The above factors, coupled with a revitalized Bengal BJP could have caused a stir within the TMC, who maybe jittery about their prospects of winning the by-polls in their strong bastion of Ballygunge.
What followed today was no surprise for anyone in Bengal. While Keya Ghosh was campaigning this morning in Ward No. 85 of the KMC, in the Manohorpukur Road Area under the Ballygunge Constituency, with her karyakartas, in presence of BJP leader, Pooja Kapil Mishra, a truckload of goons arrived and attacked them with knifes, slashing the arms of one of the male karyakartas and severely injuring the others.

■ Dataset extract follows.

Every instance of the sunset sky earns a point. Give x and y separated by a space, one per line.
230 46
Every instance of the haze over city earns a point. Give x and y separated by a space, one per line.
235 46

The police personnel were present at the spot at that time, but, according to the karyakartas, they didnot budge. A huge row broke out between Keya Ghosh and the BJP karyakartas on the one hand and the police on the other due to the latter’s inaction. One local goon was identified too, by one of the karyakartas. The BJP personnel registered their complaint at the local police station and vowed to agitate and protest till the goons are brought to book. Keya Ghosh clearly stated on camera and through her facebook post that she or her karyakartas won’t be intimidated by any kind of attack and that she would carry on with her campaign unperturbed.
Today’s incident of violence against the BJP candidate and the karyakartas os not a one off affair. It has become routine now, even in an elitist South Kolkata locality like Manohorpukur Road, which had, all along been peaceful. The instant incidence is a manifestation of the sorry state of democracy in the state where the opposition voice is mercilessly stifled by means of coercion and infusing fear and also of the fact that one must be ready to accept violence as a part and parcel of Bengal’s daily life now.